Published online by Cambridge University Press: 06 December 2010
INTRODUCTION
Water resources globally face unprecedented challenges, but these are at their greatest in the world's arid and semi-arid regions. Recent IPCC estimates (Kundzewicz et al., 2007) state that between 1.4 and 2.1 billion people live in areas of water stress; those numbers are expected to increase significantly under the pressures of population growth and climate change.

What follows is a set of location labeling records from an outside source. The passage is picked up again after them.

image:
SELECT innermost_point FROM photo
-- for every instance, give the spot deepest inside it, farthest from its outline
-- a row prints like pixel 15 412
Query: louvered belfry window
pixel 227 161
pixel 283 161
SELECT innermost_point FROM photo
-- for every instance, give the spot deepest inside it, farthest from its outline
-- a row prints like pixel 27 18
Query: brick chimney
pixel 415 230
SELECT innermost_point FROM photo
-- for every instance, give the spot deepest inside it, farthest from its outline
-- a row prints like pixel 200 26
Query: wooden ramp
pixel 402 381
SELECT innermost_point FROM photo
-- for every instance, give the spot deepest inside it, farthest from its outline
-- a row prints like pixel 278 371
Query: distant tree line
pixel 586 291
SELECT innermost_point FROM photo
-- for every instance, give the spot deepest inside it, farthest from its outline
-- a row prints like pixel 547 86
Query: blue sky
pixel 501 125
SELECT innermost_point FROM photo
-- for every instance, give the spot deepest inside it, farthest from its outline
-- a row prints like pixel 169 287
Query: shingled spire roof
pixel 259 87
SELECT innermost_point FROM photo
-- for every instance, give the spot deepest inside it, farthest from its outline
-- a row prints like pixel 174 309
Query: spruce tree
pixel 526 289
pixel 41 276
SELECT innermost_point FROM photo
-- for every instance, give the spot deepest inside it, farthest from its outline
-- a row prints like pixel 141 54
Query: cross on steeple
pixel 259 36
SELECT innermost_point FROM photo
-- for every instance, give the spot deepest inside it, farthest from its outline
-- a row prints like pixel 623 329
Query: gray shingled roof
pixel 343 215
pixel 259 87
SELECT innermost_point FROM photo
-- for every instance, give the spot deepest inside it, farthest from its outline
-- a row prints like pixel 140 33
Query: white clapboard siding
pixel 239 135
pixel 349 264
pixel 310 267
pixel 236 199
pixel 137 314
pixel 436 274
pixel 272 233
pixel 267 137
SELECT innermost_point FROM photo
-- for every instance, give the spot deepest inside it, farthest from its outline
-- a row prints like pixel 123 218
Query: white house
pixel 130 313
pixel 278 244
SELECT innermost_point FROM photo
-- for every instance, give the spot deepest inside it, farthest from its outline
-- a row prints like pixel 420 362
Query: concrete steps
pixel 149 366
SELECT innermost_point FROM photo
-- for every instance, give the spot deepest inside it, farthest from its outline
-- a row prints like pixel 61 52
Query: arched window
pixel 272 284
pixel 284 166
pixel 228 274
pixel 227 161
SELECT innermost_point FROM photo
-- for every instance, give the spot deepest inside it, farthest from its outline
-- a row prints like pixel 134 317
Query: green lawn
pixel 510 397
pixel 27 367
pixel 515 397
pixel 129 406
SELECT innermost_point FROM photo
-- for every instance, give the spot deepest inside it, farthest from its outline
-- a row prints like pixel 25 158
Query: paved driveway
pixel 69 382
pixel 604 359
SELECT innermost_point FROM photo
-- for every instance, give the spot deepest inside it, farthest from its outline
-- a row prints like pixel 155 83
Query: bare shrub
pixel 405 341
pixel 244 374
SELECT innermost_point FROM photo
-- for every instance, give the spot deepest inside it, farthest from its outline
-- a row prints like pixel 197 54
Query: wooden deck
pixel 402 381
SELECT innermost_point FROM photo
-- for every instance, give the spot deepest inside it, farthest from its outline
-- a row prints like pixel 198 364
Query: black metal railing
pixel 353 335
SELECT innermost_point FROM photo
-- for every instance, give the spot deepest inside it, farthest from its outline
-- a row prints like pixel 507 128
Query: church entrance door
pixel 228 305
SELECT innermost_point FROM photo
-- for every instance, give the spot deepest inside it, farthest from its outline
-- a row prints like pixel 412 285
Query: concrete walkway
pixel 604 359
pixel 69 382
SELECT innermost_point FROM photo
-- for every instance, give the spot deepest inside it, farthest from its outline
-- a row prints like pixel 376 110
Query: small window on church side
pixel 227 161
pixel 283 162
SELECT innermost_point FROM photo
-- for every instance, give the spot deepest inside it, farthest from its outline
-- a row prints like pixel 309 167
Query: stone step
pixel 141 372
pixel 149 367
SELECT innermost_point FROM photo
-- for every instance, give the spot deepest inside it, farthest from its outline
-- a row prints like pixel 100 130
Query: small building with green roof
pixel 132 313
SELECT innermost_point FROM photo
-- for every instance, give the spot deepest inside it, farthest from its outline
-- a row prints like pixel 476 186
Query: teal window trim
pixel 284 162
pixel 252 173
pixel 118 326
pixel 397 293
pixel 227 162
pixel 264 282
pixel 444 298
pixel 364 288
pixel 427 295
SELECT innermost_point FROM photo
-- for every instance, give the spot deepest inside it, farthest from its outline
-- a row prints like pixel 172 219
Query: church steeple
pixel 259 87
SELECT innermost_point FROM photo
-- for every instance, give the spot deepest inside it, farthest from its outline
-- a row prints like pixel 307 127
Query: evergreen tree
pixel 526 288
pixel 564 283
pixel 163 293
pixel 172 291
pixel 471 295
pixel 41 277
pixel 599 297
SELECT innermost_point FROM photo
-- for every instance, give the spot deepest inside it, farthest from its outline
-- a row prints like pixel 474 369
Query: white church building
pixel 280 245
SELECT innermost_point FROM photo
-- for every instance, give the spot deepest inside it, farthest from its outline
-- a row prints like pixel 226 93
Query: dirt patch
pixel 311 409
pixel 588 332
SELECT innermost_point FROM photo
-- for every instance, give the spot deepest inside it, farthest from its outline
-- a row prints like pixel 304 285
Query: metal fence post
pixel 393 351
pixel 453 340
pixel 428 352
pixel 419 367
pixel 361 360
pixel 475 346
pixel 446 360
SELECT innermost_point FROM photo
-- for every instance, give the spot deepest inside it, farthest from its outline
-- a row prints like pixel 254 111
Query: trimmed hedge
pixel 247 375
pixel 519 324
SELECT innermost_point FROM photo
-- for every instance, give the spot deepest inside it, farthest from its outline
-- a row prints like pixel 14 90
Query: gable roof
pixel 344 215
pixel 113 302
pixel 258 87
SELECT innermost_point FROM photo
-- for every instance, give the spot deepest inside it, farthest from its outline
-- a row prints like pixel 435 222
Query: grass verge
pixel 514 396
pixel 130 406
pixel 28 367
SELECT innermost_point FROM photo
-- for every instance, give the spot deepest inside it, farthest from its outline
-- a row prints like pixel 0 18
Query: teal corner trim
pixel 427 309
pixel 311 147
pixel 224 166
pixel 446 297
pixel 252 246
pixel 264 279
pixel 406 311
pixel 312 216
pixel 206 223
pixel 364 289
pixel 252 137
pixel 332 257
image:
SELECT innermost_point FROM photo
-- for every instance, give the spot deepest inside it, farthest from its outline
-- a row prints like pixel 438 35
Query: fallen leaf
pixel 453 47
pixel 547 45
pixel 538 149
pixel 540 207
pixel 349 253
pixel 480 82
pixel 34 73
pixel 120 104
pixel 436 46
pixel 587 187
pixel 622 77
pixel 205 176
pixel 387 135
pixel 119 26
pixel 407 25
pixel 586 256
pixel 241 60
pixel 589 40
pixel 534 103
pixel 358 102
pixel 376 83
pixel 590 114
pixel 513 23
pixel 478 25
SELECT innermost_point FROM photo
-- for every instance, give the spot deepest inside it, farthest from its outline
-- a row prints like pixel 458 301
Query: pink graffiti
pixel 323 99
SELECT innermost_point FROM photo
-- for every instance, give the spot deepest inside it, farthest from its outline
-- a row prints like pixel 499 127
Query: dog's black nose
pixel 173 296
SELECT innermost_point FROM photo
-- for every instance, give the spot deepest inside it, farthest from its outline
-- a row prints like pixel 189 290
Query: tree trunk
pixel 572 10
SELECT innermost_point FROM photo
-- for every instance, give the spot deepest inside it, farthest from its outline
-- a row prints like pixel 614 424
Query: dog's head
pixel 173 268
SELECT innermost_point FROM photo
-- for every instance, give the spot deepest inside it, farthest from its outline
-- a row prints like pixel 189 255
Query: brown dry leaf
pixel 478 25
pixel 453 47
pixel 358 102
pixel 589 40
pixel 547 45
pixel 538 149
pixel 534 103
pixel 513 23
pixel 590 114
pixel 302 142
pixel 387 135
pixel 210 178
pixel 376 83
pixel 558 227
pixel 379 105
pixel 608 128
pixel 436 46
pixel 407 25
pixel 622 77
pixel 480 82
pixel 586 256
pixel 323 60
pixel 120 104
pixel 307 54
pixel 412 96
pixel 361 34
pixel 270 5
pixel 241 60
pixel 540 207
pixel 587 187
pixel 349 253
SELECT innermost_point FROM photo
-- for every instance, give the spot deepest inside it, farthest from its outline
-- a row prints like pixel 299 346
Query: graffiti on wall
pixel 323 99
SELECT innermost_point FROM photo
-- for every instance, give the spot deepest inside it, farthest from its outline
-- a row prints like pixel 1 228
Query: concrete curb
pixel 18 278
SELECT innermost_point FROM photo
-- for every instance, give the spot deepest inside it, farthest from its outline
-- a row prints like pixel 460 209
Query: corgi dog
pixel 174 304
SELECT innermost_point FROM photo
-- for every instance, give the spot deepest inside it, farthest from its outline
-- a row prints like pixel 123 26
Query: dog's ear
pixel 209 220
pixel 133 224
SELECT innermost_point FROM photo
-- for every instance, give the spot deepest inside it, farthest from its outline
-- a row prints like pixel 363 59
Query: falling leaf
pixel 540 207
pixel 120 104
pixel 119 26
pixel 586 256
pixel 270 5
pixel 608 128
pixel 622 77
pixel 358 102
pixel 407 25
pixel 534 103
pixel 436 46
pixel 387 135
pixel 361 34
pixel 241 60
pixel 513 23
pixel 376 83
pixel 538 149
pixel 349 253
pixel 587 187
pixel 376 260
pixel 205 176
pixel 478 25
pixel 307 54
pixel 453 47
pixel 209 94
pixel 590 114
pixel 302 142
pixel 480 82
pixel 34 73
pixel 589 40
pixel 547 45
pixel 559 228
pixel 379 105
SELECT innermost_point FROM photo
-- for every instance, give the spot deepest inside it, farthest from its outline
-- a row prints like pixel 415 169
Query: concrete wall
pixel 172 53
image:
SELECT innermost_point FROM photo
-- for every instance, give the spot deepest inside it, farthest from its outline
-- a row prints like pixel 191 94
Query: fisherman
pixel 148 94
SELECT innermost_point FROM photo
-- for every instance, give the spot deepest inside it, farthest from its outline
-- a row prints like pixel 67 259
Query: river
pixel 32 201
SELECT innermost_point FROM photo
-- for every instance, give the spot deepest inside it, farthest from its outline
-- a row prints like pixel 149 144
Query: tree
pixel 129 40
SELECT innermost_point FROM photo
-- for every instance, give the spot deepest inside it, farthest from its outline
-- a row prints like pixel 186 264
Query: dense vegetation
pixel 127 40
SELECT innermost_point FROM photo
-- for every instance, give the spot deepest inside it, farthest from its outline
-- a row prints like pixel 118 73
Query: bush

By definition, arid and semi-arid regions have limited natural water resources, and precipitation and runoff have very high variability in space and time. Traditional societies recognised these characteristics and developed sustainable water management solutions. In higher rainfall areas, for example in the mountains of northern Yemen and Greek islands such as Cephalonia, rainwater was harvested from roofs and paved surfaces and stored for household or community use. In desert areas, such as Arabia's ‘empty quarter’, with infrequent, spatially localised rainfall, nomadic communities would follow rainfall occurrence, using water from surface storage or shallow groundwater for a few months to support themselves and their livestock, before moving on. For agriculture, terraced systems were developed to focus infiltration to provide soil moisture for crop water needs (as in the mountains of Northern Oman and Yemen), and earth dams were built to divert flash floods onto agricultural land for surface irrigation (as in South West Saudi Arabia). In parts of the Middle East, groundwater was extracted sustainably using qanats (Iran) or afalaj (Oman), ancient systems of tunnels for gravity drainage of groundwater, developed over centuries or longer.